A family tells the story of going on holiday and having their house burn down. A child talks of what they took with them. A sibling talks about an argument with the father about what not to bring.

The performance is intimately set in the City Gallery cinema auditorium. In front of the screen art packing crates are stacked with a piano on top locating musician Jeff Henderson who accompanies Julie's stories with a fascinating soundscape.

Jeff Henderson’s music, like Julie's voice, becomes a medium for story telling. The piano's machine has been modified and at times Henderson strokes rather than plays his keyboard. Sounds other than notes emerge.

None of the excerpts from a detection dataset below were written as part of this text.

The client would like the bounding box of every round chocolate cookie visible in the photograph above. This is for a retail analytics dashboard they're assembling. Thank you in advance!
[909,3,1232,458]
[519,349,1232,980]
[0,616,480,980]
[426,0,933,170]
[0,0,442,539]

All the while film fragments assembled by Stephen Bain are projected on the screen. This material does not appear closely related to the narrative, making instead another layer in this three layered story telling. A combination of video and super 8 footage, it too evokes the turbulent flux in people's lives in New Zealand. Ford Falcons, Holdens, children playing up for dad's family camera, boating. At times the film is nostalgic taking the audience to a quieter time back in the 1960s and 70s.

For me the highlight of the performance was Jeff Henderson’s accompaniment, which was not simply music, and as a performance told a set of stories all its own.

In Turbulent Flux storytelling is about evoking fragments of images and memories, portraying the vibrancy of life, accident and the flux of time. This is successfully conveyed through all three media used in the performance.